The BBC offers an interesting supermarket counter booklet “The Amazing Brain: The Newest Discoveries About Memory, Consciousness, and Free Will”, from the editors of Science Focus,
The booklet has three parts: Neuroscience, Mental Health, and Future Minds.
The Neuroscience part includes two important essays, “What Makes You, You” (by Rita Carter), and “Free Will: The Greatest Illusion” (by Simon Crompton), and “Memory” by Nicola Davies. The material tends to follow a strictly physical explanation of consciousness and of personality types. Extroversion, conscientiousness, and anxiety are all connected to concentrations of neurons in specific areas of the brain. “Free will” is said to be an illusion of numbers. Although, a lot of us think that a feral cat who adopts a new owner is showing free will.
Identity has always been a bit of a puzzle. If “I” commit a crime and go to jail, it is “I” who experiences the imprisonment. It was “I” who felt the ritual of danger of basic training. If I get hurt, it is “I” who feels the pain. All of this seems to have something to do with the idea of irreversible causality in physics (which makes reversible time travel impossible). There is no way I can wake up and have the body of a 21-year-old friend.
The Mental Health book has a chapter on Addiction, and Alzheimer’s Disease (Robert Matthews).
Huffington Post has an article about how microtubules inside neurons resonate with a quantum universe. This is “Jack Andraka” nano-man type stuff, but the article is a good summary.
I wanted to give a couple of links on whether consciousness survives death. Here’s one on Quora, and another by Sam Parnia at Southampton University in England, showing consciousness surviving total stoppage of the heart for at least several minutes. It’s quite likely that we know that we have died, for some time, and that time might seem to stop.
Another thing to look at is distributed consciousness. This is best known maybe in social insect colonies.

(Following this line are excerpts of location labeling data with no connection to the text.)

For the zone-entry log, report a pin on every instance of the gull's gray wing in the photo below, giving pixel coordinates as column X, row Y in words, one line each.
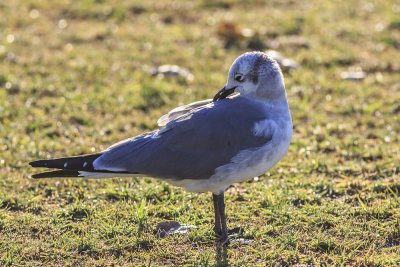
column 179, row 111
column 191, row 146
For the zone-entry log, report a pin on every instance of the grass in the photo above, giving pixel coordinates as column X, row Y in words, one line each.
column 75, row 76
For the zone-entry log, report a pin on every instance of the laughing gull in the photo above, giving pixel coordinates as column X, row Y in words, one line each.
column 207, row 145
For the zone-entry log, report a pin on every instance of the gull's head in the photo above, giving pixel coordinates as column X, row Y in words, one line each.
column 256, row 75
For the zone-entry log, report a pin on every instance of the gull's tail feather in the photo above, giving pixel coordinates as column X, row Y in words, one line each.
column 78, row 166
column 56, row 174
column 78, row 163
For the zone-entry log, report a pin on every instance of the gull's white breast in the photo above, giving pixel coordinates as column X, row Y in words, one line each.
column 248, row 163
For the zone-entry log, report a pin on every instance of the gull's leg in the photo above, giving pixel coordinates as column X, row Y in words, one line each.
column 221, row 208
column 217, row 225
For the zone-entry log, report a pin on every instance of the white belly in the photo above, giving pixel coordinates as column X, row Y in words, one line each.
column 247, row 164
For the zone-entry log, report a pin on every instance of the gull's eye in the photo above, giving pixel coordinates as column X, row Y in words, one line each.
column 239, row 77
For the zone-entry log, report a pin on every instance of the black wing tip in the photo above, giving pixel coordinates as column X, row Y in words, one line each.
column 56, row 174
column 38, row 163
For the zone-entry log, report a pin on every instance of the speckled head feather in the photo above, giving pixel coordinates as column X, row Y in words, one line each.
column 257, row 75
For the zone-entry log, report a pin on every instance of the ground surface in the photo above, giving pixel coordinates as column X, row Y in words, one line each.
column 75, row 77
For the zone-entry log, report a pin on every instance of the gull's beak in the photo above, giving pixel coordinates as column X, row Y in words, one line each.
column 223, row 93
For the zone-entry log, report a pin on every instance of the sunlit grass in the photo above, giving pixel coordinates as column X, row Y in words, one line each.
column 76, row 77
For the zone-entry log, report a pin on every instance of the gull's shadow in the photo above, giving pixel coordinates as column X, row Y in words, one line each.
column 221, row 254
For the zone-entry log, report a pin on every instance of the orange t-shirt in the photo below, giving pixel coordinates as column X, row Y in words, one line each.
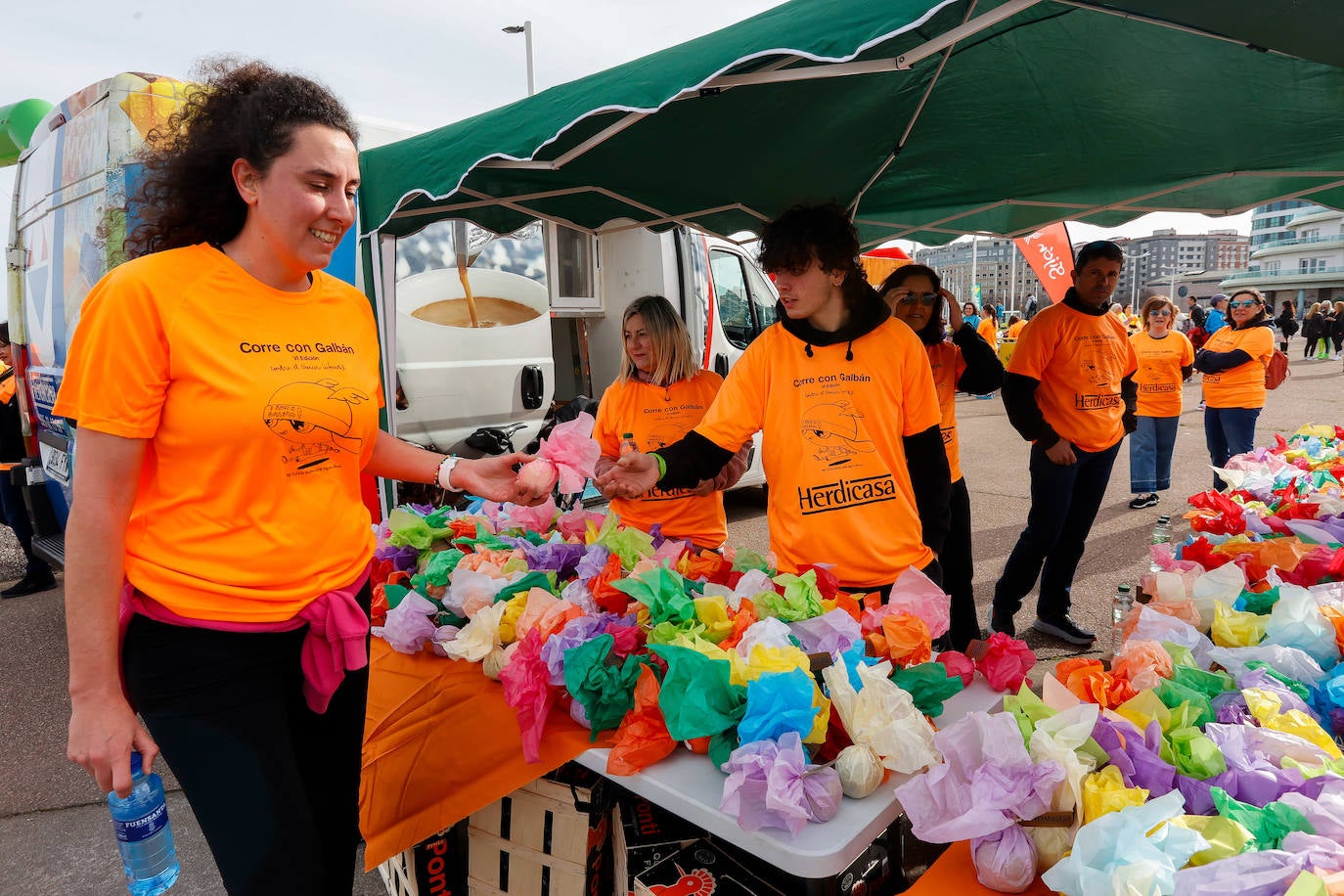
column 657, row 417
column 988, row 331
column 1243, row 385
column 1080, row 360
column 948, row 366
column 832, row 453
column 1159, row 378
column 259, row 409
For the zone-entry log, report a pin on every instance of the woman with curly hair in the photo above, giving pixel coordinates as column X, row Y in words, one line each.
column 216, row 504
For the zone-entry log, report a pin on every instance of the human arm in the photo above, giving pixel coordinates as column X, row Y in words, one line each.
column 930, row 477
column 984, row 371
column 1024, row 416
column 104, row 729
column 488, row 477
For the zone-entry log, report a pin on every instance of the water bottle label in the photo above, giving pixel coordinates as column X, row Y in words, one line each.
column 143, row 828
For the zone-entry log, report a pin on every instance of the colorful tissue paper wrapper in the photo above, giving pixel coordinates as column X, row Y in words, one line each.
column 929, row 684
column 882, row 716
column 1128, row 852
column 985, row 784
column 643, row 738
column 959, row 664
column 915, row 593
column 1143, row 664
column 696, row 697
column 1006, row 662
column 1006, row 860
column 833, row 632
column 779, row 702
column 606, row 691
column 1105, row 791
column 409, row 626
column 571, row 449
column 765, row 788
column 527, row 691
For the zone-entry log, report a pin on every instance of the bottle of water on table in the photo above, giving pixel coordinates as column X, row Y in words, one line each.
column 1161, row 535
column 143, row 833
column 1120, row 608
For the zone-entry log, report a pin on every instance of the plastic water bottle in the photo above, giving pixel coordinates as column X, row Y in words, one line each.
column 1120, row 607
column 143, row 833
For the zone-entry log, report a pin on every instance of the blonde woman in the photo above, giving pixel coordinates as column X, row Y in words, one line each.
column 1234, row 362
column 1165, row 360
column 658, row 396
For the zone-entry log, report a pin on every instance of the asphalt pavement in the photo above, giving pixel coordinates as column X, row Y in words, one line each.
column 56, row 830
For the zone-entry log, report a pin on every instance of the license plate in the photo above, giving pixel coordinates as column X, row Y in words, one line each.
column 57, row 464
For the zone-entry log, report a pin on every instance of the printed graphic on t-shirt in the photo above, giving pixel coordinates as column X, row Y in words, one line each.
column 841, row 465
column 315, row 420
column 669, row 424
column 1098, row 370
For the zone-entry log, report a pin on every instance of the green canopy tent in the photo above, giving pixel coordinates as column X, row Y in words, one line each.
column 927, row 119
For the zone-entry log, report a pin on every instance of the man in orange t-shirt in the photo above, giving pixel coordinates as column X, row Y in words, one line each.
column 1070, row 389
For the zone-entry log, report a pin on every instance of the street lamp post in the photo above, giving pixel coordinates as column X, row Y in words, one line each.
column 525, row 29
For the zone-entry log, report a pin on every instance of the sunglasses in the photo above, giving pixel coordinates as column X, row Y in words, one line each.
column 924, row 298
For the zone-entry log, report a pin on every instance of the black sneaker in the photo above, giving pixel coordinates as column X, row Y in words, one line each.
column 1064, row 629
column 999, row 622
column 29, row 583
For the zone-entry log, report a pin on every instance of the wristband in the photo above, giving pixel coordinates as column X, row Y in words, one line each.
column 445, row 471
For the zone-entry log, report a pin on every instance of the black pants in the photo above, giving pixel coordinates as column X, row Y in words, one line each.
column 1063, row 504
column 959, row 569
column 273, row 784
column 17, row 517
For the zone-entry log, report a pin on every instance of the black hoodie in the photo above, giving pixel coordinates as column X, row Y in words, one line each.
column 694, row 457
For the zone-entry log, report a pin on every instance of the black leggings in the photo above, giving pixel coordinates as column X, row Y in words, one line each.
column 959, row 569
column 274, row 786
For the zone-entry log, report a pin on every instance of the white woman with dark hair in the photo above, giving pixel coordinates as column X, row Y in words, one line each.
column 1234, row 362
column 1165, row 360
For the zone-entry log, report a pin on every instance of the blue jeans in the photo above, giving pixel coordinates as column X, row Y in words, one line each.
column 1229, row 430
column 1063, row 504
column 1150, row 454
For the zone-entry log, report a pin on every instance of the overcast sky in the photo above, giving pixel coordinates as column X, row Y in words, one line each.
column 417, row 62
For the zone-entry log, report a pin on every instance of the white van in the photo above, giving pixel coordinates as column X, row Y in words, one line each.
column 455, row 381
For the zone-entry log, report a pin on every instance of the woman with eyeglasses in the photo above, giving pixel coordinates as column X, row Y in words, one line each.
column 1165, row 360
column 965, row 364
column 1234, row 362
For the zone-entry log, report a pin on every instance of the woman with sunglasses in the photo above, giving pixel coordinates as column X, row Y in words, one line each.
column 1165, row 360
column 1234, row 362
column 963, row 364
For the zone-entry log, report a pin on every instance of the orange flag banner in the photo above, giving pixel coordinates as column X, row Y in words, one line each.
column 1052, row 255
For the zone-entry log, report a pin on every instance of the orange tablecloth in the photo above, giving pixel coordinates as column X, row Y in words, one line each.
column 955, row 874
column 441, row 743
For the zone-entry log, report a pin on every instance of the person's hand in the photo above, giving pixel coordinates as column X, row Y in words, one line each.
column 1062, row 453
column 493, row 478
column 103, row 733
column 633, row 474
column 703, row 489
column 956, row 320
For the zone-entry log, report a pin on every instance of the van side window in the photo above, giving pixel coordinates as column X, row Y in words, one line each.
column 730, row 289
column 762, row 298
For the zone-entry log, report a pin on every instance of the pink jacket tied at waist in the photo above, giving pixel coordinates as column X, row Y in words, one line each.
column 336, row 641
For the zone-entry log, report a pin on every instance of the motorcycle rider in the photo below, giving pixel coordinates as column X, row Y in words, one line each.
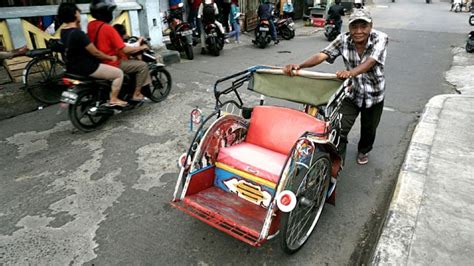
column 82, row 57
column 107, row 40
column 207, row 14
column 335, row 12
column 265, row 11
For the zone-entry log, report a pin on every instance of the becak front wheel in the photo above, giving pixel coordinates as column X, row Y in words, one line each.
column 310, row 188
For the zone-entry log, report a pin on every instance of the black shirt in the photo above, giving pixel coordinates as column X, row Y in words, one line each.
column 78, row 60
column 265, row 11
column 335, row 12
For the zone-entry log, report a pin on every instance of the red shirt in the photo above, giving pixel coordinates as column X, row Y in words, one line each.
column 108, row 40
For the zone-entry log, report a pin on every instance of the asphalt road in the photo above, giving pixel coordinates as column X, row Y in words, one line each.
column 103, row 197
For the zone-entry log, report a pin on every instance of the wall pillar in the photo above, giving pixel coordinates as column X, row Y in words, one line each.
column 150, row 21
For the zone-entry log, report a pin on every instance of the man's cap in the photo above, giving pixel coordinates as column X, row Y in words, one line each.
column 360, row 14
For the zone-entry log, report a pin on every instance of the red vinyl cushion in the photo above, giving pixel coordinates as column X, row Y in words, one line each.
column 254, row 160
column 277, row 128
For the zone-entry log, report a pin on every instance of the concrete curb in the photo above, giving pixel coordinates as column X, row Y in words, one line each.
column 394, row 244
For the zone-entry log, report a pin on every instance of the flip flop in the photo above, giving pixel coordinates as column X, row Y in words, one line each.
column 116, row 105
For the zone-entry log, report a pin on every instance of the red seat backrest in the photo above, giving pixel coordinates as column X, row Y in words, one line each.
column 277, row 128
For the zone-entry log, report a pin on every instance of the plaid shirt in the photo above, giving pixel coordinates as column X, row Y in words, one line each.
column 367, row 88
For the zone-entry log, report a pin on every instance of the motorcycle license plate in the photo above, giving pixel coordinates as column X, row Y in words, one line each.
column 186, row 32
column 69, row 97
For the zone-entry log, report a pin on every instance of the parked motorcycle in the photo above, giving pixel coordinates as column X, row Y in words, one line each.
column 457, row 6
column 86, row 97
column 214, row 38
column 285, row 28
column 471, row 17
column 470, row 42
column 181, row 33
column 262, row 34
column 331, row 31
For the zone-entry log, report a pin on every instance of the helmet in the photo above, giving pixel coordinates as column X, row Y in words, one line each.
column 102, row 10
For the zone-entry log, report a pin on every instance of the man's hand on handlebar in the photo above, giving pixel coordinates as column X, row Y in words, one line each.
column 288, row 69
column 344, row 74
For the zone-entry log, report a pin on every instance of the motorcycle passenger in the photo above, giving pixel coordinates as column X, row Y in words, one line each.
column 82, row 57
column 207, row 14
column 335, row 12
column 123, row 33
column 265, row 11
column 106, row 38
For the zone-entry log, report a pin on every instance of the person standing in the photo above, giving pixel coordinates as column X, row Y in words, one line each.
column 226, row 9
column 265, row 11
column 335, row 12
column 234, row 21
column 192, row 16
column 363, row 50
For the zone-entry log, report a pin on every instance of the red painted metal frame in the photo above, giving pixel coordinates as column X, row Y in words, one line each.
column 222, row 222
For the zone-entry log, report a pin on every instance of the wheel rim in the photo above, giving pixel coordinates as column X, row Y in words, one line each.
column 42, row 80
column 81, row 116
column 311, row 195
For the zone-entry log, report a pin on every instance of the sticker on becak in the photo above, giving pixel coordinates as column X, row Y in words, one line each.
column 304, row 149
column 248, row 191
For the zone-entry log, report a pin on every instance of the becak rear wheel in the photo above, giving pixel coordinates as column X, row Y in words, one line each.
column 310, row 188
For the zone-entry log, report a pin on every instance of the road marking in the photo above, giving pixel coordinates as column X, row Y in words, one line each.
column 389, row 109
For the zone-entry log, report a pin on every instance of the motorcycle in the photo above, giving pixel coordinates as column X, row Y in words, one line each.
column 86, row 98
column 285, row 28
column 457, row 6
column 331, row 32
column 262, row 34
column 470, row 42
column 181, row 33
column 214, row 37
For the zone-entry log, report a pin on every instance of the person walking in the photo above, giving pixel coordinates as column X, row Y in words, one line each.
column 363, row 50
column 234, row 21
column 192, row 16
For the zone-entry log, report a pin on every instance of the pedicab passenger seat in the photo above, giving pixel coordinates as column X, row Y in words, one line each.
column 272, row 133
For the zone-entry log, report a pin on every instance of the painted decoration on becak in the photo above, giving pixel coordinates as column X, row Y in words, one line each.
column 227, row 132
column 304, row 150
column 248, row 191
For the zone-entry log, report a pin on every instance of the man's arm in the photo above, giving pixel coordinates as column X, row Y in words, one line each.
column 310, row 62
column 362, row 68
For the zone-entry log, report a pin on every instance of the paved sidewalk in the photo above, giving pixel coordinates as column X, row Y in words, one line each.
column 431, row 215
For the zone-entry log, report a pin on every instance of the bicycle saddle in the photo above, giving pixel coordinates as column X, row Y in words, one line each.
column 38, row 52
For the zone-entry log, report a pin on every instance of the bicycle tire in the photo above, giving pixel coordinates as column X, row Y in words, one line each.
column 42, row 79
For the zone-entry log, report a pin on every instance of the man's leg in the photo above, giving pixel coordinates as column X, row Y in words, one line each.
column 349, row 113
column 273, row 30
column 369, row 120
column 142, row 75
column 203, row 37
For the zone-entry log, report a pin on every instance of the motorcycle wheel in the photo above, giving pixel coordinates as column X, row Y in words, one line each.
column 331, row 36
column 469, row 48
column 79, row 112
column 188, row 50
column 286, row 33
column 160, row 85
column 214, row 49
column 261, row 42
column 310, row 188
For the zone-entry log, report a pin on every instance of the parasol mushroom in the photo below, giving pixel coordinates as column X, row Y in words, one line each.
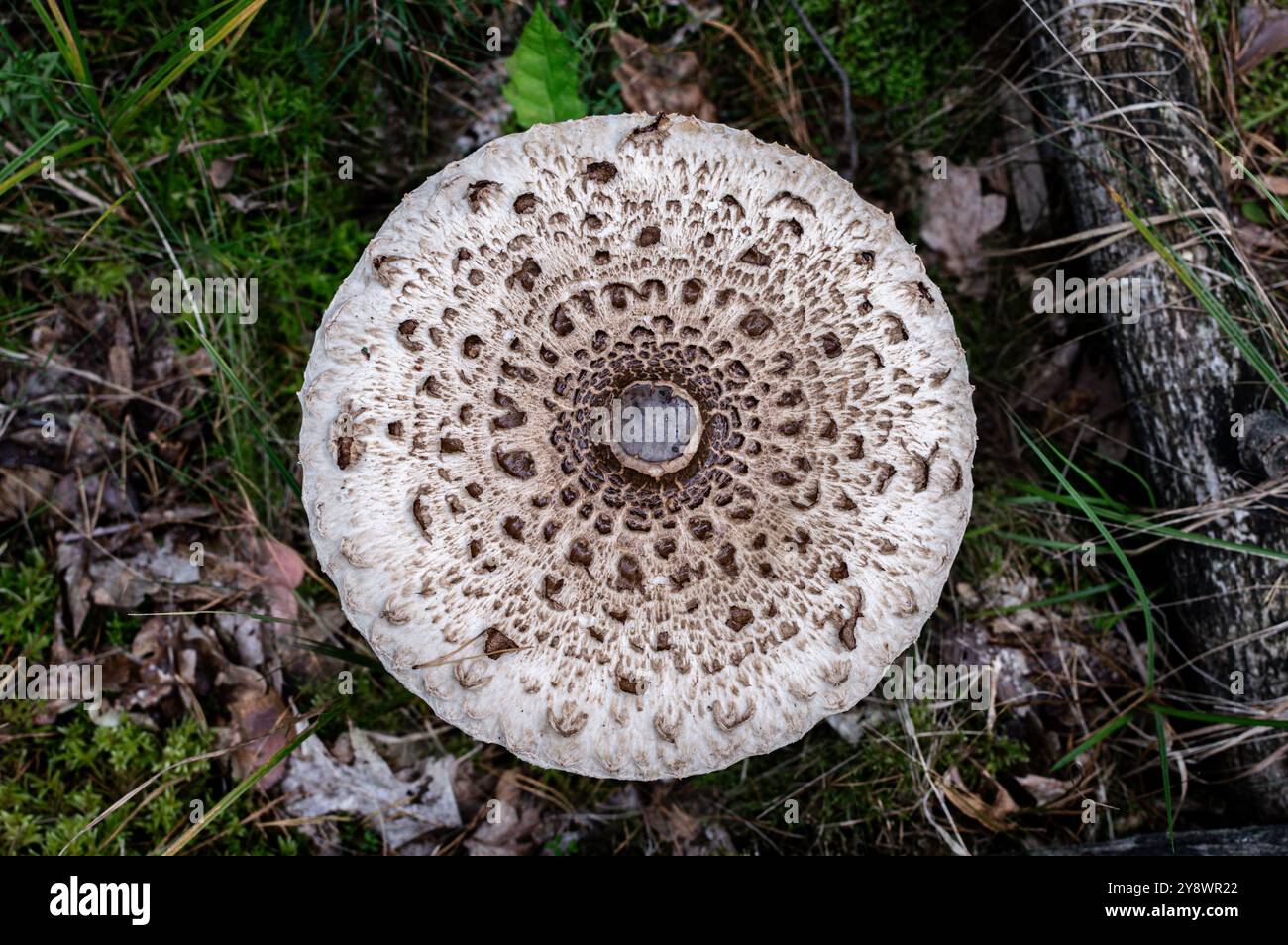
column 638, row 606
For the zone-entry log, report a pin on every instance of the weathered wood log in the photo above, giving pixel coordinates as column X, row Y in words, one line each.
column 1239, row 841
column 1117, row 89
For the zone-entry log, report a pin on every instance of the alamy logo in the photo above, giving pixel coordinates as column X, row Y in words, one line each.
column 226, row 296
column 58, row 682
column 102, row 898
column 969, row 682
column 1077, row 296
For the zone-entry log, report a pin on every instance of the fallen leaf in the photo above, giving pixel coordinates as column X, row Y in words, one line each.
column 1262, row 33
column 400, row 807
column 956, row 213
column 259, row 717
column 1046, row 790
column 991, row 815
column 510, row 821
column 658, row 80
column 222, row 170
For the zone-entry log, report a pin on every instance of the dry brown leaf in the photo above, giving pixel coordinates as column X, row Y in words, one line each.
column 991, row 815
column 1046, row 790
column 658, row 80
column 353, row 778
column 956, row 213
column 1262, row 33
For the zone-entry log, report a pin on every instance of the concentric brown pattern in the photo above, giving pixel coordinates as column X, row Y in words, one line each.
column 533, row 588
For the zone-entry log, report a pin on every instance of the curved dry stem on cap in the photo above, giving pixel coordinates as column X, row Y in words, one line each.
column 657, row 606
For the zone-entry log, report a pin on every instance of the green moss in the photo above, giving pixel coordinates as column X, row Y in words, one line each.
column 897, row 54
column 59, row 785
column 27, row 595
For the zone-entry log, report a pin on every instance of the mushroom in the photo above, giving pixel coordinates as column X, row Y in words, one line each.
column 625, row 605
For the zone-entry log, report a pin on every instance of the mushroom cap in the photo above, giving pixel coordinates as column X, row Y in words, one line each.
column 501, row 558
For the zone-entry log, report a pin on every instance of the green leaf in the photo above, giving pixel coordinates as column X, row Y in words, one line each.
column 544, row 75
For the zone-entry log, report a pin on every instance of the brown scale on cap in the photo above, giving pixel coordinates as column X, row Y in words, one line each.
column 661, row 422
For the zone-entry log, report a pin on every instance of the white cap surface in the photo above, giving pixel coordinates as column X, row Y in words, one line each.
column 635, row 621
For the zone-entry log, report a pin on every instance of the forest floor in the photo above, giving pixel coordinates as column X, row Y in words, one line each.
column 150, row 514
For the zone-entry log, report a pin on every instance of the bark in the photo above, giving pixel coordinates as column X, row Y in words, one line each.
column 1181, row 376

Because insect colonies usually center around one or a few queens, all are relatives, so social organization reduces the need for individualization of the brains of individual workers. In vertebrates, social groups include non-relatives, so increases the need for complex brain capacities, to function both as an individual and as a member of the group (the old elementary school report card problem). But dolphins and killer whales may have their own distributed sense of self on top of their individual personalities, that is much stronger than for humans. A comparison of dogs and cats shows how social interaction affects brain and learning capacities in otherwise somewhat similar animals.